G M Mohammed-Ahmed, S M Hassan, A M El Hussein, D A Salih
Veterinary Parasitology (Amsterdam) 2018, 13: 24-29
This survey was conducted to detect Theileria annulata infection in indigenous (Zebu) and cross (indigenous × Friesian) cattle (n 604) of different sex & age groups, and to investigate prevalence of ticks infesting cattle in North Kordofan State, Sudan. Ticks, blood smears, serum samples and blood spots on filter paper were collected from four municipalities at four monthly intervals during the period from August 2008 to July 2009. Out of 604 blood smears, 69 (11.4%, 95% CI: 16.9-5.9) were positive for Theileria piroplasms; whereas, out of 240 serum samples, 164 (68.3%, 95% CI: 89.3-47.3) were positive for antibodies against T. annulata using IFA test. Using PCR, out of 100 blood spots on filter paper, 8 (8%, 95% CI: 9.6-6.4) revealed T. annulata DNA. The highest prevalence of Theileria spp. piroplasms and T. annulata antibodies was recorded in August (15.9 ± 4.6) followed by February (13.3 ± 3.8) and the lowest was in May (3.9 ± 1.0). Among cattle breeds, the highest prevalence of piroplasms (11.9 ± 5.0) and T. annulata antibodies (68.9 ± 10) was among zebu cattle. PCR assays revealed the highest prevalence rate of T. annulata DNA in February (12.5 ± 1.4) followed by August (6.1 ± 0.7) and the lowest was in May (5.7 ± 0.7).

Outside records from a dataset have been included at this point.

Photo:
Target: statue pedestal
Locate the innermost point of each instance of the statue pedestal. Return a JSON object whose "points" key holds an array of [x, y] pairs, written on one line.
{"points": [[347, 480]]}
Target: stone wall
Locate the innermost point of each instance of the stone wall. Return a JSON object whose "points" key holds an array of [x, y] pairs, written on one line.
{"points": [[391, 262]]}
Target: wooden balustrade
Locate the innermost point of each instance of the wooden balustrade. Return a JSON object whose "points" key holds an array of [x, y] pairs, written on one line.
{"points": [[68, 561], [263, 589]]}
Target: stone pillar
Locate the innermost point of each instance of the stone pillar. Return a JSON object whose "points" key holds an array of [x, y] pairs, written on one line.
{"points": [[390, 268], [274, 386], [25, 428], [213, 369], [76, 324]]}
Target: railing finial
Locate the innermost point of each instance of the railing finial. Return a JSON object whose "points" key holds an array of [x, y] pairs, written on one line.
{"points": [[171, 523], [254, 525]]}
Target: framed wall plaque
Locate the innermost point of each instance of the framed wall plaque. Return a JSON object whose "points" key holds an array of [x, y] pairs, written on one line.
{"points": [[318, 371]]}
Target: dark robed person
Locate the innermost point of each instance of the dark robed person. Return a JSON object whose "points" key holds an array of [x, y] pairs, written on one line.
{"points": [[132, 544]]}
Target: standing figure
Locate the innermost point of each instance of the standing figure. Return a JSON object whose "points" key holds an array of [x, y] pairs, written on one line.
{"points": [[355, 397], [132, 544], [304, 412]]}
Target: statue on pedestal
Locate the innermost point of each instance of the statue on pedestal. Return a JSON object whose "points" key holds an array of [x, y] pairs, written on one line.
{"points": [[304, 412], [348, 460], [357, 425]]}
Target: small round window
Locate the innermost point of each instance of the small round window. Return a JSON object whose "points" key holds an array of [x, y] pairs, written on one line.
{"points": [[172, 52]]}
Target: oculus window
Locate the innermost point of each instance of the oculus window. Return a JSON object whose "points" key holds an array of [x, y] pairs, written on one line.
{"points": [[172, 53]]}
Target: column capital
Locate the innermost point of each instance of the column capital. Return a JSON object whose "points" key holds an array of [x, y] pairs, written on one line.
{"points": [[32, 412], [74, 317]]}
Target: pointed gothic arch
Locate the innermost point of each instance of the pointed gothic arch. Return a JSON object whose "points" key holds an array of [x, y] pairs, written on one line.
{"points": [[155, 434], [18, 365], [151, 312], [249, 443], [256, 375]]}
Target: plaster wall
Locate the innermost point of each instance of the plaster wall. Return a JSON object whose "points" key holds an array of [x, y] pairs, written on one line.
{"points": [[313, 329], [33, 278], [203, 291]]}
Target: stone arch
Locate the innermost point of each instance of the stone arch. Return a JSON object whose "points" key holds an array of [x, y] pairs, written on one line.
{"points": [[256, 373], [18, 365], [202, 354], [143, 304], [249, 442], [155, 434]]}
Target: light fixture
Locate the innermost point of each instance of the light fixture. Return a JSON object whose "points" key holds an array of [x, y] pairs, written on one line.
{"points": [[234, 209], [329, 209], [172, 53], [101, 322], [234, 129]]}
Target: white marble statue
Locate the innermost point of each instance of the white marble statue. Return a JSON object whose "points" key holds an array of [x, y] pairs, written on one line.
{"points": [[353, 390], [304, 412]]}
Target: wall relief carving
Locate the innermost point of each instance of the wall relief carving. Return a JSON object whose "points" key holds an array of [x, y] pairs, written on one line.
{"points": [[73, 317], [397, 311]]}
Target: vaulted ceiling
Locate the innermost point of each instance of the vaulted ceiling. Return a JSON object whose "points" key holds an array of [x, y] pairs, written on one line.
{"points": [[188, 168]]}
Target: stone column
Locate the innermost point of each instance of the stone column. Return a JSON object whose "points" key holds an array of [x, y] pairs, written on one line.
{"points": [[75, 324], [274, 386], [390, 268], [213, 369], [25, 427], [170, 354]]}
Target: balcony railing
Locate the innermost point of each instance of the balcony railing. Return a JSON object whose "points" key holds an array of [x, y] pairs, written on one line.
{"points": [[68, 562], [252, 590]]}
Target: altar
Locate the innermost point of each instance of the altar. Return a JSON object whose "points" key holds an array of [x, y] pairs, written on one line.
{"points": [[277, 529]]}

According to cattle breeds, T. annulata DNA was detected in cross-bred cattle (3.3 ± 0.4) more than zebu cattle (10 ± 1.6). Seven tick species belonging to four genera and were identified, Amblyomma lepidum, Hyalomma dromedarii, H. impeltatum, H. rufipes, Rhipicephalus evertsi evertsi, Rhipicephalus decoloratus, R. annulatus. The most abundant tick species was H. rufipes followed by H. impeltatum, R. e. evertsi, H. dromedarii, R. decoloratus, A. lepidum and R. annulatus. Theileria annulata has been detected for the first time in North Kordofan State, though at a low prevalence rate. This finding is an alarming situation since tropical theileriosis is an emerging disease and it is widely believed that this economically important tick-borne parasite does not exist in this state. The possible alternative vector(s) of T. annulata in the absence of the known vector H. anatolicum is discussed.